Maybe show some code of what you're trying to do.

[–] djtech 1 points 1 year ago (3 children)

Yes, obviously, but there are de-referincing/borrwowing/trait problem.

If you want to check the Trait: https://docs.rs/ratatui/latest/ratatui/widgets/trait.Widget.html

If you want to check what function do I need to run: https://docs.rs/ratatui/latest/ratatui/terminal/struct.Frame.html#method.render_widget

So the struct is something like struct Panel<T: Widget> { data: T } (tried also with Box, Rc, &mut T and Box

I need to implement a method for Panel which simply uses the function linked above. (so just asks for a Frame, the Rect type is generated by my other function)

[–] [email protected] 3 points 1 year ago (1 children)

That function takes ownership of the Widget, there's no borrowing here.

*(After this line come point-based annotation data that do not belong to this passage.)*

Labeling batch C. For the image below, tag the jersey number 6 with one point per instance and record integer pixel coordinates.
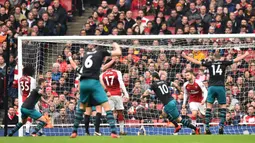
(88, 62)
(163, 88)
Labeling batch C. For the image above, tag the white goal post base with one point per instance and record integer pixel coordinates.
(145, 129)
(42, 52)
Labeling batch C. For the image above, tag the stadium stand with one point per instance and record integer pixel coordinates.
(166, 17)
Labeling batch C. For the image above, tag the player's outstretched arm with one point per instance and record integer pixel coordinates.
(204, 90)
(146, 93)
(73, 64)
(116, 50)
(122, 85)
(241, 57)
(191, 59)
(185, 96)
(106, 66)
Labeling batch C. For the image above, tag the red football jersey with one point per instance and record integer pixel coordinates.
(194, 91)
(27, 84)
(249, 119)
(111, 79)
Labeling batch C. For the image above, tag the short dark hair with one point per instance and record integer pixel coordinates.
(156, 75)
(41, 80)
(189, 71)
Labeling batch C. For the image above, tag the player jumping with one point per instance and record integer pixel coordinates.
(113, 84)
(93, 106)
(216, 88)
(90, 87)
(27, 84)
(197, 93)
(162, 92)
(28, 109)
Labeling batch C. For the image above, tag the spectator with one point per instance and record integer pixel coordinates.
(49, 24)
(24, 9)
(137, 4)
(62, 88)
(148, 9)
(123, 6)
(31, 20)
(71, 110)
(2, 65)
(18, 15)
(12, 118)
(61, 12)
(3, 15)
(15, 3)
(172, 21)
(56, 74)
(229, 120)
(63, 118)
(48, 120)
(250, 117)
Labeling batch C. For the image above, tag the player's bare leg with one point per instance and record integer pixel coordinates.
(177, 127)
(194, 117)
(28, 125)
(110, 119)
(222, 118)
(208, 116)
(17, 127)
(87, 119)
(187, 123)
(41, 124)
(98, 120)
(78, 117)
(120, 117)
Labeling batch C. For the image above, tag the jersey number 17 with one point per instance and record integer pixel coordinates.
(216, 70)
(163, 88)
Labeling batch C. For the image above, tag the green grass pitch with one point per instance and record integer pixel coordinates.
(135, 139)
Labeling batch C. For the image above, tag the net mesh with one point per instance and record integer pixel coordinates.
(140, 58)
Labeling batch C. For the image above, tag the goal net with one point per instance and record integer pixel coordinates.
(143, 55)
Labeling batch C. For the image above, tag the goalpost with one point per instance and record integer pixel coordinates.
(141, 54)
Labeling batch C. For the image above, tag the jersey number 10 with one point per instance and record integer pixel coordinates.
(111, 80)
(217, 70)
(163, 88)
(24, 86)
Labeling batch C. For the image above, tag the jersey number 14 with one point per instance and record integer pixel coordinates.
(217, 70)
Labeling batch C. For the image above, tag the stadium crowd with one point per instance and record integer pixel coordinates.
(138, 17)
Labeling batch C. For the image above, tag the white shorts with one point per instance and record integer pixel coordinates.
(116, 103)
(196, 106)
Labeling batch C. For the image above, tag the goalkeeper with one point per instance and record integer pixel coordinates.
(162, 92)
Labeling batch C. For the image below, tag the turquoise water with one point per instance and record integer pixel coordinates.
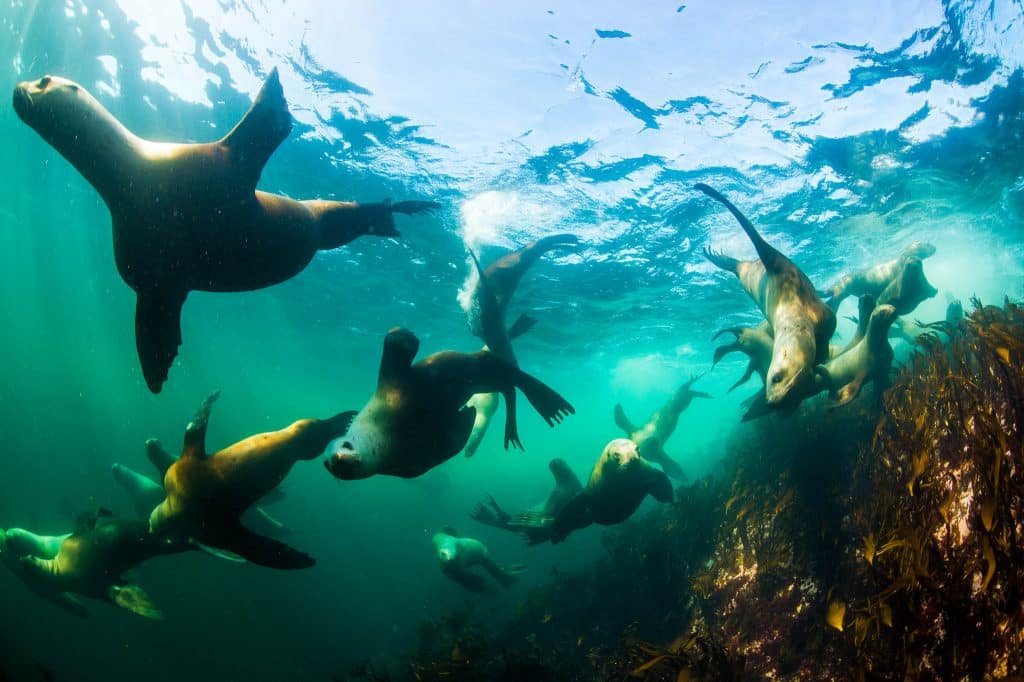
(844, 133)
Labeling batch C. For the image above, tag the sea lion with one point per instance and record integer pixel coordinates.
(755, 342)
(417, 418)
(651, 436)
(90, 563)
(187, 217)
(872, 281)
(566, 487)
(457, 555)
(486, 308)
(908, 288)
(145, 494)
(802, 324)
(206, 495)
(619, 482)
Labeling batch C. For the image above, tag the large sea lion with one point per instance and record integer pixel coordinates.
(145, 494)
(187, 217)
(755, 342)
(458, 555)
(486, 310)
(567, 485)
(206, 495)
(417, 418)
(872, 281)
(91, 561)
(802, 324)
(651, 436)
(619, 482)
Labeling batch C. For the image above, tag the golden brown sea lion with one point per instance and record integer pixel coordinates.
(567, 485)
(872, 281)
(458, 555)
(417, 418)
(802, 324)
(619, 482)
(651, 436)
(91, 561)
(187, 217)
(208, 494)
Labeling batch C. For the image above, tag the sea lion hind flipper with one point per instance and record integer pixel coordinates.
(255, 137)
(622, 421)
(135, 600)
(771, 258)
(264, 551)
(522, 325)
(158, 334)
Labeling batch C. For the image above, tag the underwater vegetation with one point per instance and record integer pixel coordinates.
(876, 542)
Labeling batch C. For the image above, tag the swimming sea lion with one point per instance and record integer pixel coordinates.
(90, 562)
(566, 487)
(145, 494)
(208, 494)
(872, 281)
(620, 481)
(457, 555)
(187, 217)
(802, 324)
(908, 288)
(755, 342)
(417, 418)
(651, 436)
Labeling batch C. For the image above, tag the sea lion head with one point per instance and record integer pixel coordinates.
(792, 359)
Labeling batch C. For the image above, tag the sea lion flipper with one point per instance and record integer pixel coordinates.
(261, 130)
(195, 442)
(771, 258)
(622, 421)
(135, 600)
(158, 334)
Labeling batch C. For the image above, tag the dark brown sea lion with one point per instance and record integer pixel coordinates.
(802, 324)
(651, 436)
(872, 281)
(208, 494)
(619, 482)
(567, 485)
(187, 217)
(418, 417)
(91, 561)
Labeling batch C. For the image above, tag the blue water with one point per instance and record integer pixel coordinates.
(845, 132)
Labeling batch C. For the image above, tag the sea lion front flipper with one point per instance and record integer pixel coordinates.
(261, 130)
(135, 600)
(622, 421)
(521, 325)
(771, 258)
(159, 457)
(158, 334)
(195, 444)
(264, 551)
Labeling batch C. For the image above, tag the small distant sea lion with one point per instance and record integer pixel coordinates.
(457, 555)
(208, 494)
(872, 281)
(619, 482)
(566, 487)
(91, 561)
(802, 324)
(908, 288)
(651, 436)
(755, 342)
(187, 217)
(487, 308)
(145, 494)
(417, 418)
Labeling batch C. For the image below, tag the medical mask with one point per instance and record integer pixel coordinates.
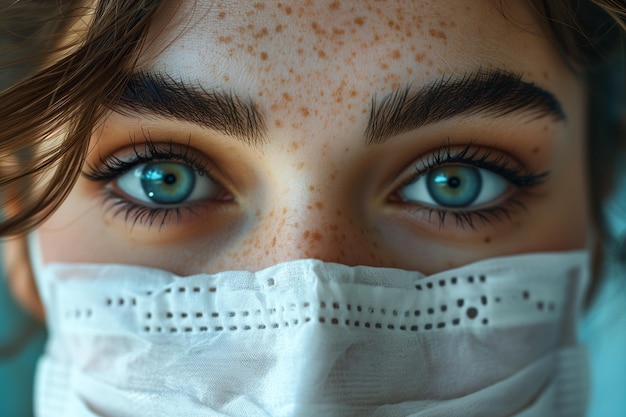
(494, 338)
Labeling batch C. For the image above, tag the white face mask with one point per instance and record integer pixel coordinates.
(307, 338)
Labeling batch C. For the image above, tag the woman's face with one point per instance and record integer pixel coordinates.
(414, 134)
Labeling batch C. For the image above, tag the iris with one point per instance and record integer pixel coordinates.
(454, 186)
(167, 182)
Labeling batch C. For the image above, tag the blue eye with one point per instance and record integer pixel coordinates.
(455, 186)
(166, 183)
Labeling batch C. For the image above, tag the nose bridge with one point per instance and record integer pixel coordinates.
(318, 224)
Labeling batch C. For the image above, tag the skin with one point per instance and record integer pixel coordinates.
(313, 189)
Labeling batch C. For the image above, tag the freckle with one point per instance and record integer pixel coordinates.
(261, 34)
(438, 34)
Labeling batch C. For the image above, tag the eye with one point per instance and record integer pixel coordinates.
(455, 186)
(166, 183)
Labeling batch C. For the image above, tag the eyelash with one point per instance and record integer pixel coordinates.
(133, 213)
(478, 157)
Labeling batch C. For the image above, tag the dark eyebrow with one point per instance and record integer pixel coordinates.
(493, 92)
(164, 96)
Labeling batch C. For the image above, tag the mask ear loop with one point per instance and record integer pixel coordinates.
(31, 326)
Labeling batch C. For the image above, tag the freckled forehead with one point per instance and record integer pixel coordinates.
(326, 58)
(386, 39)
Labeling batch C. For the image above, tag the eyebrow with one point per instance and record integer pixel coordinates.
(164, 96)
(494, 92)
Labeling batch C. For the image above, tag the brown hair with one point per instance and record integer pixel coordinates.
(68, 93)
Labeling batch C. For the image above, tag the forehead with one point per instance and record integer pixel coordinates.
(326, 37)
(328, 57)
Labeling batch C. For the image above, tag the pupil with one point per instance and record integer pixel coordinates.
(169, 179)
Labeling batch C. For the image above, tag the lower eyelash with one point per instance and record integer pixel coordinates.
(139, 214)
(468, 219)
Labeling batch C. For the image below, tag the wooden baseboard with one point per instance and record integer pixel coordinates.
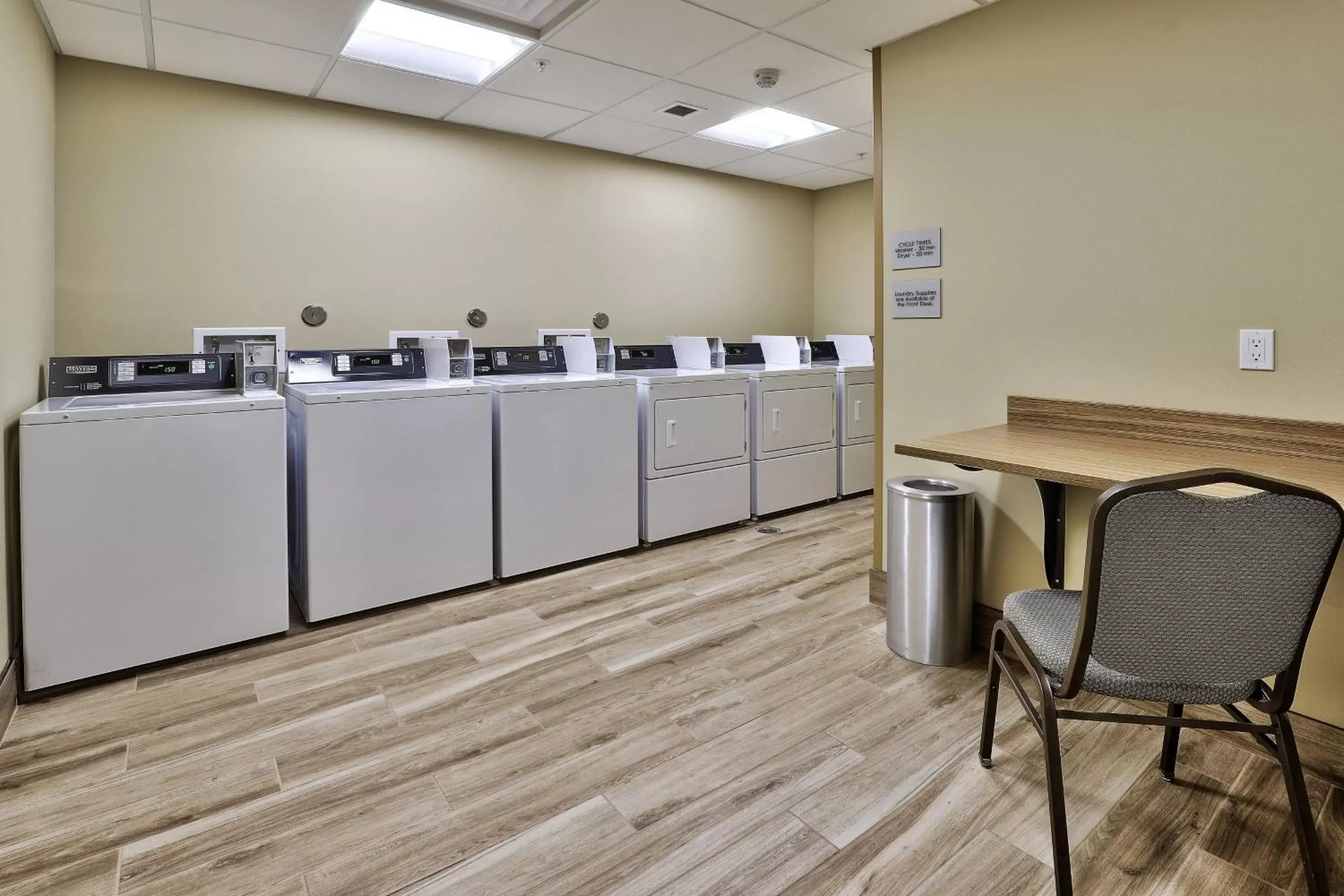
(9, 694)
(982, 624)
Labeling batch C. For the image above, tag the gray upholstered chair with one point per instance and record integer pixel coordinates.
(1187, 599)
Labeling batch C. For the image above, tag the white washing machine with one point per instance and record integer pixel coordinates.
(857, 393)
(566, 460)
(389, 480)
(152, 505)
(695, 460)
(793, 431)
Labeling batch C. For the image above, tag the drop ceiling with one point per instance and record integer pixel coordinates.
(601, 74)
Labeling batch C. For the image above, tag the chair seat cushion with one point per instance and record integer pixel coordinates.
(1047, 621)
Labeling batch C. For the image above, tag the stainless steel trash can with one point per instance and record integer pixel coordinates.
(930, 569)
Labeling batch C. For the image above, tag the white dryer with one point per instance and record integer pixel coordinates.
(566, 460)
(152, 505)
(857, 393)
(695, 460)
(793, 431)
(390, 480)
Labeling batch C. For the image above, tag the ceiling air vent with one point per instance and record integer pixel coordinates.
(682, 109)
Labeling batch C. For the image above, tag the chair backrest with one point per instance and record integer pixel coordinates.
(1193, 589)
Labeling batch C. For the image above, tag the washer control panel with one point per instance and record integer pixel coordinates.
(140, 374)
(351, 366)
(511, 361)
(742, 354)
(826, 354)
(646, 358)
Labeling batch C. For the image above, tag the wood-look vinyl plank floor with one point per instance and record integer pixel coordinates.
(718, 715)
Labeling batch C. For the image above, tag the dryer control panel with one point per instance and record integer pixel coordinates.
(646, 358)
(824, 354)
(139, 374)
(742, 354)
(355, 365)
(511, 361)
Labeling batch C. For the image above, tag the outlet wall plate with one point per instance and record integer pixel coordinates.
(1257, 350)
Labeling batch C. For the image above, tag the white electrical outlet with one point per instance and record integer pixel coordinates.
(1257, 350)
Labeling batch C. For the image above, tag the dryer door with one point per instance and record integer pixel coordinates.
(861, 410)
(795, 418)
(699, 431)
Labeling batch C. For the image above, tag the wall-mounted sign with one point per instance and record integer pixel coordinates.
(917, 299)
(917, 249)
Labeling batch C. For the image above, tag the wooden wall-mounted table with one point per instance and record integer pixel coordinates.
(1062, 444)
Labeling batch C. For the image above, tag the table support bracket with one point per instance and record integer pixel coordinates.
(1053, 503)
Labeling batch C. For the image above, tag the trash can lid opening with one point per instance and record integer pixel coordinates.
(929, 488)
(932, 485)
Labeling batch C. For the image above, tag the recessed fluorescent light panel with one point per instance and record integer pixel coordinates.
(767, 129)
(416, 41)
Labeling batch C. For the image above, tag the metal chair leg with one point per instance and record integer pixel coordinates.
(1055, 788)
(1171, 743)
(1300, 805)
(987, 728)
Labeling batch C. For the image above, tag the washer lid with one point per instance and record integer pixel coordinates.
(538, 382)
(123, 406)
(381, 390)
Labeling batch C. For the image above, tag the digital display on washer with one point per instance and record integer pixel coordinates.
(502, 361)
(163, 369)
(355, 365)
(140, 374)
(646, 358)
(377, 359)
(744, 354)
(824, 353)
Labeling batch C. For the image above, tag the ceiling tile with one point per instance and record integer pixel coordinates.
(518, 115)
(220, 57)
(125, 6)
(847, 29)
(648, 107)
(663, 37)
(800, 70)
(308, 25)
(96, 33)
(699, 152)
(762, 14)
(768, 167)
(535, 14)
(570, 80)
(378, 88)
(836, 148)
(863, 166)
(823, 178)
(616, 135)
(844, 104)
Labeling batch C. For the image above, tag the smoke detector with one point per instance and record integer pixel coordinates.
(767, 78)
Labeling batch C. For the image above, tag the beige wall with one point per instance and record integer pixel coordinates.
(27, 248)
(186, 203)
(1123, 185)
(842, 267)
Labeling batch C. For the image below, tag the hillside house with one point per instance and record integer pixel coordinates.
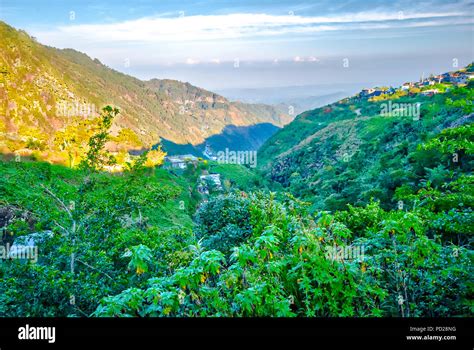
(212, 179)
(180, 161)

Maybe that's the problem, that you're passing a reference instead of the actual object?

So, if you have a Panel containing the Widget, the function you're calling render_widget in has to take self, not &self or &mut self.

Alternatively, you can use data: Option<T> in Panel, let the function take &mut self and then use self.data.take() to move it out of self.

[–] djtech 2 points 1 year ago

I checked the code and noticed that I wrote &self as the parameter 🤦🏻

Now everything works. Thanks man

[–] [email protected] 1 points 1 year ago

Showing the code and the errors compiler gives to you would help a bunch.

[–] akash_rawal 1 points 1 year ago

Seems like data: T or data: &'a mut T should work for you. Your function should be accepting mut self or &mut self.

[–] [email protected] 1 points 1 year ago

The first problem I saw is that Widget::render takes self by value, meaning that the widget will be destroyed after being rendered once. The need to satisfy that method's type could be the cause of the other errors you're running into.